Under the Senate bill, states and municipalities must comply with ICE detainers or risk losing funds under the State Criminal Alien Assistance Program and Byrne Memorial Justice Assistance Grant Program. A bill passed the House in July restricting those funds and those from another policing program.
The Los Angeles Times reported that in the last fiscal year Cook County received $1.3 million from SCAAP and Chicago $2.6 million from JAG.
The Senate bill has a controversial amendment that would impose a five-year mandatory minimum prison sentence for undocumented immigrants who re-enter the country after deportation, a change from current law that imposes a maximum of two years. A House bill calls for the same change to imprisonment. It’s known as Kate’s Law, named after Steinle. The Senate amendment has divided Republicans and delayed the bill from being debated by the Senate Judiciary Committee.

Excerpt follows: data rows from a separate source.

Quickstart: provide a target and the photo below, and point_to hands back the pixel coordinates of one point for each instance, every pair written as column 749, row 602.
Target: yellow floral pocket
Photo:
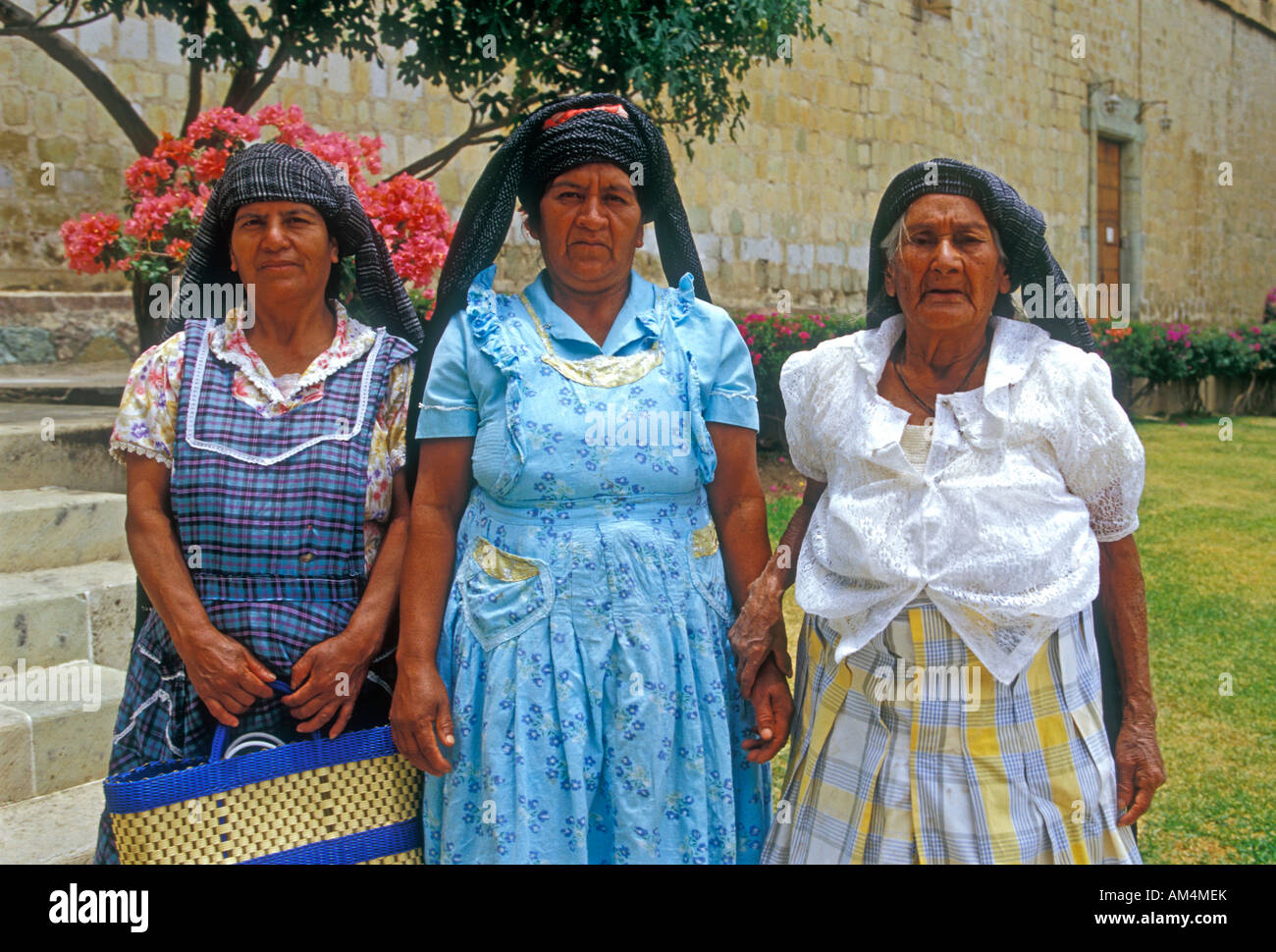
column 502, row 594
column 709, row 574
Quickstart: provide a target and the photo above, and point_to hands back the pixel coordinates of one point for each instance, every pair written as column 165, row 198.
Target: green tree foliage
column 680, row 59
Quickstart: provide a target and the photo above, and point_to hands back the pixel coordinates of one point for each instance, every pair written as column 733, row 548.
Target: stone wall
column 790, row 203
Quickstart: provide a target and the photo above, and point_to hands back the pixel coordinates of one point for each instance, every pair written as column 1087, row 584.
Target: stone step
column 55, row 829
column 51, row 616
column 51, row 527
column 87, row 385
column 55, row 727
column 43, row 445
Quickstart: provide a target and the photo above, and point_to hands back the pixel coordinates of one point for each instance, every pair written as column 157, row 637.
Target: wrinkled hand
column 757, row 634
column 327, row 679
column 226, row 675
column 1139, row 768
column 773, row 707
column 420, row 711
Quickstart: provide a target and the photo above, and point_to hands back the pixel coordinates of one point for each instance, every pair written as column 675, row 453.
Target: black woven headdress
column 277, row 173
column 534, row 156
column 1020, row 226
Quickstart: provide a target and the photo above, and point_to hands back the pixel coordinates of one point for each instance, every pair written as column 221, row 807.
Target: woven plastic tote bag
column 353, row 799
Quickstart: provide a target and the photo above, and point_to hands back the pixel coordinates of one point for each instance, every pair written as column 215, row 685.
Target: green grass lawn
column 1208, row 549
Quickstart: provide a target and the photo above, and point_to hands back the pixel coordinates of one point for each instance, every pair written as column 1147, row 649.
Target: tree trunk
column 149, row 330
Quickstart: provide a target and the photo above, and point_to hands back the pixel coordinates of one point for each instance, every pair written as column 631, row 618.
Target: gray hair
column 893, row 241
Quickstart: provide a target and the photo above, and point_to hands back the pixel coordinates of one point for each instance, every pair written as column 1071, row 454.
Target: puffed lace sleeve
column 1100, row 454
column 147, row 423
column 798, row 383
column 392, row 415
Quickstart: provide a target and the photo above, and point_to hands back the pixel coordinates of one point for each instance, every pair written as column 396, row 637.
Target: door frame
column 1122, row 126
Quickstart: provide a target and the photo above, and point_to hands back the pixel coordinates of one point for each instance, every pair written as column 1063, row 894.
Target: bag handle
column 224, row 731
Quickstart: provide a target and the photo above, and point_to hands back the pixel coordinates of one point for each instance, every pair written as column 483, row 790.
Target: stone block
column 26, row 344
column 71, row 726
column 17, row 780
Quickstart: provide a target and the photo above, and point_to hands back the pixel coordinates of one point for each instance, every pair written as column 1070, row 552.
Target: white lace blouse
column 999, row 526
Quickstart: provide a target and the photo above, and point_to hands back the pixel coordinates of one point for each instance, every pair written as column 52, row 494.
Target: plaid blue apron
column 269, row 514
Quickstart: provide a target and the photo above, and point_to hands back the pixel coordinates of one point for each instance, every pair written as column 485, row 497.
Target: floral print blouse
column 147, row 423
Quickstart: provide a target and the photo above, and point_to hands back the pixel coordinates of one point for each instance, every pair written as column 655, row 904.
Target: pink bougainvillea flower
column 290, row 120
column 179, row 174
column 147, row 175
column 211, row 165
column 220, row 124
column 85, row 238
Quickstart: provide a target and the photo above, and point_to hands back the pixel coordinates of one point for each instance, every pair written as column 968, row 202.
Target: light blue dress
column 583, row 645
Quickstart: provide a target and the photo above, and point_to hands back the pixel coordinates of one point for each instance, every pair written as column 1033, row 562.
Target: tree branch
column 428, row 165
column 93, row 79
column 241, row 80
column 37, row 26
column 263, row 81
column 195, row 78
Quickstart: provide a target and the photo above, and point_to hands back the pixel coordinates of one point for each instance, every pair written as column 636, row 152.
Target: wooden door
column 1109, row 217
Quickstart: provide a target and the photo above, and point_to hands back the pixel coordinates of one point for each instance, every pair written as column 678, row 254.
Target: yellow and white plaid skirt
column 911, row 752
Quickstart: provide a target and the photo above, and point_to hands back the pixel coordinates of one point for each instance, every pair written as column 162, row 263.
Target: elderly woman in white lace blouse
column 971, row 485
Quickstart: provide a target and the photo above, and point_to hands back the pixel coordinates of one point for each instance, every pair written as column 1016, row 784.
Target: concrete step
column 51, row 527
column 55, row 726
column 55, row 829
column 51, row 616
column 42, row 445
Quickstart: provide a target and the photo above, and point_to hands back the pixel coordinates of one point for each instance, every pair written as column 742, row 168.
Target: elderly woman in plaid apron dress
column 971, row 485
column 587, row 454
column 266, row 502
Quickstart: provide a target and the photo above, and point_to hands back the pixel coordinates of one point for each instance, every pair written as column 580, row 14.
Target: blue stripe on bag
column 177, row 781
column 355, row 848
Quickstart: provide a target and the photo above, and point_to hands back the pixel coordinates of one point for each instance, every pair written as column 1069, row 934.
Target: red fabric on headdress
column 558, row 118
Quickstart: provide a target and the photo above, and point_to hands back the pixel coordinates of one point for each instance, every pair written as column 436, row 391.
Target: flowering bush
column 772, row 339
column 167, row 190
column 1166, row 352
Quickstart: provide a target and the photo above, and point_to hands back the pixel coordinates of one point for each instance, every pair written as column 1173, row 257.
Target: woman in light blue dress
column 587, row 462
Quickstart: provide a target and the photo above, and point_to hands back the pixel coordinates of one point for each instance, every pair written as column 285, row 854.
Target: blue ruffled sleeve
column 728, row 390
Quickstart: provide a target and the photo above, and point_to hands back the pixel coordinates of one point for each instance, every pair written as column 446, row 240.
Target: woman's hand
column 226, row 675
column 773, row 706
column 327, row 680
column 420, row 713
column 1139, row 767
column 758, row 633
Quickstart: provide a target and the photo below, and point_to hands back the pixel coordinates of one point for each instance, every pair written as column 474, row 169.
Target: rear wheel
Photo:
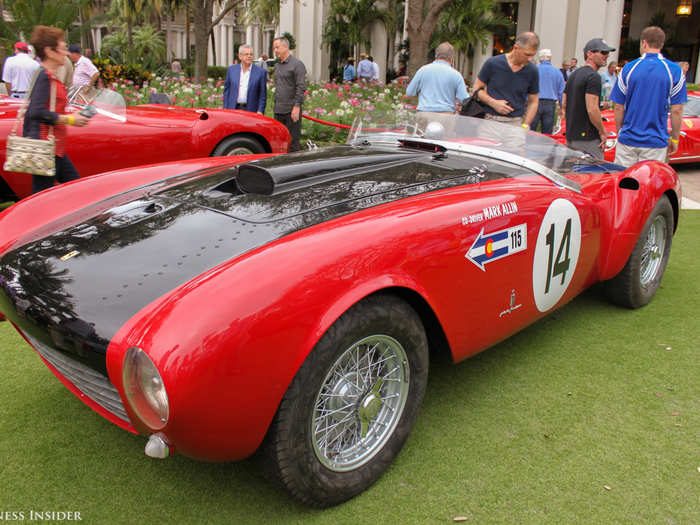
column 352, row 404
column 237, row 146
column 638, row 281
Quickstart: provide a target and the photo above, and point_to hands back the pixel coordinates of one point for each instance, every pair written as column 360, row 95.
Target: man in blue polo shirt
column 438, row 85
column 645, row 89
column 551, row 90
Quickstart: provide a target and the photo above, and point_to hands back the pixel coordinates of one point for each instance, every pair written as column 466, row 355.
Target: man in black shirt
column 584, row 124
column 510, row 83
column 290, row 85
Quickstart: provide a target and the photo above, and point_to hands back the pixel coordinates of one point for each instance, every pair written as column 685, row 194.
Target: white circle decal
column 556, row 253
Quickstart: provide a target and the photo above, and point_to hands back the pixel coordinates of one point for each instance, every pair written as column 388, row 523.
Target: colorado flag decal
column 489, row 247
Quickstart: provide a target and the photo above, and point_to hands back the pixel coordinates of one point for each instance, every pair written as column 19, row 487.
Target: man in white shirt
column 375, row 69
column 85, row 73
column 18, row 71
column 365, row 69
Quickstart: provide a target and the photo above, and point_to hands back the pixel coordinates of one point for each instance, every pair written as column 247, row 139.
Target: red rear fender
column 634, row 195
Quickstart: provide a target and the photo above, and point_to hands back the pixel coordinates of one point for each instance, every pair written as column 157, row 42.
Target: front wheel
column 638, row 281
column 237, row 146
column 352, row 404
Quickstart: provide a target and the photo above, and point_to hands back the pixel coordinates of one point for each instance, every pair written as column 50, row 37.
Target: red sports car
column 152, row 133
column 290, row 303
column 688, row 144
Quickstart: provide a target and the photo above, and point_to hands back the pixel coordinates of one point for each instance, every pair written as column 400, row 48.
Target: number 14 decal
column 561, row 266
column 556, row 253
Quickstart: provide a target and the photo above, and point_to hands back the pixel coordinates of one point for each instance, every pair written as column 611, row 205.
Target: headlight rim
column 137, row 365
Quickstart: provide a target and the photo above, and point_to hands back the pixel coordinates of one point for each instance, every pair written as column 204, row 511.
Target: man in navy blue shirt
column 551, row 89
column 511, row 83
column 246, row 84
column 646, row 89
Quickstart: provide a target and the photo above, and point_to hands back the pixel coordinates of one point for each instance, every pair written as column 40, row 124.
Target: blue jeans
column 545, row 113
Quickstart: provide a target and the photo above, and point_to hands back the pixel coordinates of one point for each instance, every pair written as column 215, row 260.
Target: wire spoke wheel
column 352, row 403
column 653, row 251
column 360, row 402
column 641, row 276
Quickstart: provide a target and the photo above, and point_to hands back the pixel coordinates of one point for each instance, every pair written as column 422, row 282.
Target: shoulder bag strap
column 25, row 104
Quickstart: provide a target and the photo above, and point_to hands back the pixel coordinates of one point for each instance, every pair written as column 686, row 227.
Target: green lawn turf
column 591, row 416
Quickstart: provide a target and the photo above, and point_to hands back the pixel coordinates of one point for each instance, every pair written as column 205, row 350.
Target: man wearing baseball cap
column 646, row 90
column 584, row 123
column 18, row 71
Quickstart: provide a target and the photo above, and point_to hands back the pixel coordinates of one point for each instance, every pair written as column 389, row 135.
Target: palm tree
column 468, row 23
column 26, row 14
column 263, row 11
column 347, row 24
column 421, row 21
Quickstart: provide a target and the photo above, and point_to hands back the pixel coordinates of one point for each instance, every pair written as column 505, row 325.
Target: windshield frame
column 425, row 129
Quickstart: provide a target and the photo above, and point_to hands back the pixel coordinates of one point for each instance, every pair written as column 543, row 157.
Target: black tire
column 237, row 146
column 638, row 281
column 294, row 451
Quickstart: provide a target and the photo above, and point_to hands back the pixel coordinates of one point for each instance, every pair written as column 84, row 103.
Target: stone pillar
column 613, row 25
column 379, row 43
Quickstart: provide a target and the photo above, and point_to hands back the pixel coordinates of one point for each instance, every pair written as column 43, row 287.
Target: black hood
column 75, row 287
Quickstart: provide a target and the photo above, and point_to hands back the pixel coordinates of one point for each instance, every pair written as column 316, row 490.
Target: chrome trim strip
column 496, row 154
column 510, row 158
column 90, row 382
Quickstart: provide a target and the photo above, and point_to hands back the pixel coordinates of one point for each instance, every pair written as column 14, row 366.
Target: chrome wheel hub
column 239, row 151
column 360, row 403
column 653, row 251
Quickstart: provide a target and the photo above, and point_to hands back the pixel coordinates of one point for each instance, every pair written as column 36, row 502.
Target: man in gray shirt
column 290, row 84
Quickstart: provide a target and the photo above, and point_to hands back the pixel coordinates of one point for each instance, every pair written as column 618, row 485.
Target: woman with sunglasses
column 51, row 48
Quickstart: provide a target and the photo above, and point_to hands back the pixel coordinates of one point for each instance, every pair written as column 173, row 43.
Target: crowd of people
column 513, row 90
column 510, row 88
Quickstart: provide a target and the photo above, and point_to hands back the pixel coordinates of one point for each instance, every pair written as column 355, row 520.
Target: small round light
column 144, row 389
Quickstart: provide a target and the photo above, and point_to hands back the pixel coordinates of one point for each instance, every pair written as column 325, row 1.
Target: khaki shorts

The mandatory minimum is too severe. It could, for example, hamstring prosecutorial discretion for immigrants guilty of re-entering the country to reunite with children and others who have livelihoods here. Current law already imposes harsher prison penalties for undocumented immigrants with prior removals and serious crime convictions.
Steinle’s killing was horrifying. But legislation that since has been proposed is hasty and ill-conceived. It would punish too many innocent people.
As Garcia told me, “One instance cannot define 11 million people.”